Behind Jesus’ question lies another one which the Pharisees, being religious people, will have heard. Unfortunately our modern translations often fail to bring out the double edge to Jesus’ words. In the original Greek, the word Jesus used is not “head” but “icon”. The Authorised Version renders this as “image”, which is nearer the mark. It is also the word used to translate “icon” in the Genesis account of the creation of the first human beings. The Pharisees knew that God made us in his own image and so, behind the image (or face) of the emperor on the coin is the likeness of God and it follows that giving to the emperor cannot be easily separated from our primary duty to give to God.

Equally it imposes a duty on the emperor, i.e. the state, to act in a God-like manner, using its power and authority to act with justice, mercy and compassion, working for the good of all and especially of the poor and weak. This is also the message of Old Testament prophets like Amos and Hosea, who castigate the rulers of Israel for their neglect of this duty. Today the state and big business are often characterised as “faceless”, which would imply that they are not acting in a God-like manner and that they in turn regard their citizens, employers and customers as an anonymous mass rather than as individuals. This has the effect of turning society into a collection of strangers. Like the prophets of old, today’s religions must help us recognise the times when we see our common identity in the face of strangers.

“Whose image do you see?” This is a question we too need to ask ourselves in our everyday dealings with our fellow men and women. If we are made in the image of God then we must expect to see God in the face of each one we meet. Although our faces are unique, there are features we all have in common, something we recognise in each one of us that identifies us as human. Can we then recognise God’s image in one who is not exactly, or even closely, in our image? It is when humans have failed to do this that the greatest inhumanities have occurred. These instances of inhumanity are not matters of secular politics or economics – the things of Caesar; they are instances of failure to give to God the things that are God’s.

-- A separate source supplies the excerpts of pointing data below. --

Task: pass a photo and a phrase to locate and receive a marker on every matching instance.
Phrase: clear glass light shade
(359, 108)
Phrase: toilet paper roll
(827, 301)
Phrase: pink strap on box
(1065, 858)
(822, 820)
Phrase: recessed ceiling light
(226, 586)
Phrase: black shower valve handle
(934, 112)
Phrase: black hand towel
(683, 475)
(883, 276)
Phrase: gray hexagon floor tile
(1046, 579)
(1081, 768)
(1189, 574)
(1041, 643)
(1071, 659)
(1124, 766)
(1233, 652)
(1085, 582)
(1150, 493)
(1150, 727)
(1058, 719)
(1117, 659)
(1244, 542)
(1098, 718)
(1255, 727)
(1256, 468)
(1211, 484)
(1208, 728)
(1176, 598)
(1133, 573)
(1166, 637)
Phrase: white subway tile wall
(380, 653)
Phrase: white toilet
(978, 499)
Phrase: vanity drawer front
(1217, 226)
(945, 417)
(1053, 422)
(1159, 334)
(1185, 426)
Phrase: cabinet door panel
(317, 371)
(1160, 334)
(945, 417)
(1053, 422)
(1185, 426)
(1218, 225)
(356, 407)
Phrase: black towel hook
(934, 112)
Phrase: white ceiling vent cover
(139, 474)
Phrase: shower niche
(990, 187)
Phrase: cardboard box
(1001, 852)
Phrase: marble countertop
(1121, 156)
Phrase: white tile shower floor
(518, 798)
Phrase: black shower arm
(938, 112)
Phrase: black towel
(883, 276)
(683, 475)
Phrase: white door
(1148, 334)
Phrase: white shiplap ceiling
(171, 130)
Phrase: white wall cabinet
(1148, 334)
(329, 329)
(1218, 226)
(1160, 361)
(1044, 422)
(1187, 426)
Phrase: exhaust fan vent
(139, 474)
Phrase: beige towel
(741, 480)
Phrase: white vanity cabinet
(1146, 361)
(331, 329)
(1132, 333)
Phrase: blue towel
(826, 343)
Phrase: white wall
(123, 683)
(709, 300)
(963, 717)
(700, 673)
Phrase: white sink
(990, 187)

The monarch’s head on our coins is an image of authority, a sign that authority is present wherever and whenever we go about our daily lives. And the faces we meet in the street or see on our television screens are fragments of God’s image, signs that he is present in all our dealings with each other.


Let us reflect on our ambivalent attitude towards money: we know that we cannot do without it; we know that the lives of many would be improved if they had more money; but we also know that there are dishonest and dubious ways of gaining money; nor can money buy us health or happiness.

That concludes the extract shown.